What Else Can Cause A Bowel Obstruction?

There are many conditions that can lead to the intestines becoming more blocked over time. Here are just a few:

  1. Cancer – if you have cancer in the bowel, then this might cause the intestines to stop functioning as they normally would, leading to mechanical and nonmechanical obstructions.
  2. Crohn’s disease – this cab often affects the functioning of the bowels and even leads to the removal of the bowel entirely.
  3. Ulcerative colitis – This is a long-term condition where the bowel and the intestines become inflamed.
  4. Previous surgery on the abdomen – could put stress on the colon that will affect the functioning of the intestines themselves.
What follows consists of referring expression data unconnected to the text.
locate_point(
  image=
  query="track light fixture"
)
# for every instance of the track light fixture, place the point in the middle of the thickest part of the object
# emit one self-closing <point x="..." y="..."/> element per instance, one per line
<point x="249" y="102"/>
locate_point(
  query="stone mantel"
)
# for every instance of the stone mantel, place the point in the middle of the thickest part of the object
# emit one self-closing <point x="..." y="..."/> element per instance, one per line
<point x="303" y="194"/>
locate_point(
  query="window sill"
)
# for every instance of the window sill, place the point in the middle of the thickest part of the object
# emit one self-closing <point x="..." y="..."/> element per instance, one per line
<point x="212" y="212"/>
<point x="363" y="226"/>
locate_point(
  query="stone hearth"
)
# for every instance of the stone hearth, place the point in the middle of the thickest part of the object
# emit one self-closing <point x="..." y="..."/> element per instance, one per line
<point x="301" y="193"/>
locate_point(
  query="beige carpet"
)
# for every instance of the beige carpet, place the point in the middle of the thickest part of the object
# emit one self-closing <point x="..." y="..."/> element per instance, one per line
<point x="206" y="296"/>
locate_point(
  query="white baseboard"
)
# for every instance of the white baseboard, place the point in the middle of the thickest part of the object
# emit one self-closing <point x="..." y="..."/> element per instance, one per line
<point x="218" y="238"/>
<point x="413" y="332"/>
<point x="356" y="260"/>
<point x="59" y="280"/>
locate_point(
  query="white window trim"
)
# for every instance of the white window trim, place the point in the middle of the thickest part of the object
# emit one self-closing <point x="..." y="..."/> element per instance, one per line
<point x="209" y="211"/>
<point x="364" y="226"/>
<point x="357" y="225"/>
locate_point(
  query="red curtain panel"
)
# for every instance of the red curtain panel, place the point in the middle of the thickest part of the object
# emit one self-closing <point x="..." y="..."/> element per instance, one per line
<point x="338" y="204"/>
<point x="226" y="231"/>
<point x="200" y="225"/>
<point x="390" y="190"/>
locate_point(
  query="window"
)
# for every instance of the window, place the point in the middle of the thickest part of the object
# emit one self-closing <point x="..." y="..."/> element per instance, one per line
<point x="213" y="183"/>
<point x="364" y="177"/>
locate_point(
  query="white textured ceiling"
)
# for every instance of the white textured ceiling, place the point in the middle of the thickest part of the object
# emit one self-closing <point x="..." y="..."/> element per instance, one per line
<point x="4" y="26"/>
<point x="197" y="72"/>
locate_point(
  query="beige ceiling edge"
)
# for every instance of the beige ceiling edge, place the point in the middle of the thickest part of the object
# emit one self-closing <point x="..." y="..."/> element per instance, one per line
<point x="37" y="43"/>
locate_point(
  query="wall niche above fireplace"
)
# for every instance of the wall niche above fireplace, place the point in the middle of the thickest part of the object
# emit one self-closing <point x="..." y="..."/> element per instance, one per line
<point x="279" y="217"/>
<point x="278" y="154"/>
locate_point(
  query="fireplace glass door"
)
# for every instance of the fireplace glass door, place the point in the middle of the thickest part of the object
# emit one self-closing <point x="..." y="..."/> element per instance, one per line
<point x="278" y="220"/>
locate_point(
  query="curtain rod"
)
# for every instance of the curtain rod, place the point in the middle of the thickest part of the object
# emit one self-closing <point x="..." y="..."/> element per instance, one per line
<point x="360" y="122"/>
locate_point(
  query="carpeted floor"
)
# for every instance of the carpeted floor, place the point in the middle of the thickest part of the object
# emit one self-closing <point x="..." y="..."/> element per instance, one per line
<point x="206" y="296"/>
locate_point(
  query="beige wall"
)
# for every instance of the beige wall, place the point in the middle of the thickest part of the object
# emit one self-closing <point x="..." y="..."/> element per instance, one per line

This might increase the number of objects that adhere to the side of the intestines.
  5. Radiation therapy – can also alter the functioning of the intestine on a cellular level.

Can You Still Pass A Stool With A Bowel Obstruction?

Yes, although this will depend on what kind of obstruction you have. If you have a nonmechanical obstruction, then you might still be able to pass stools, although this will be a lot more difficult.

You can take laxatives to help you pass stools easier when you are suffering from a bowel obstruction. If you have constipation that lasts for longer than a few days, then you’ll want to seek medical attention urgently.

Bowel Obstructions And Old Age

As you get older, the function of the liver will be a lot less efficient, which will increase the likelihood of bowel obstruction. 

If you are suffering from a malignant tumor in old age, then this might be another reason that you are suffering from a blockage.


We hope that our guide to bowel obstructions and how to identify which type you have has given you a better idea of what course of action you can take.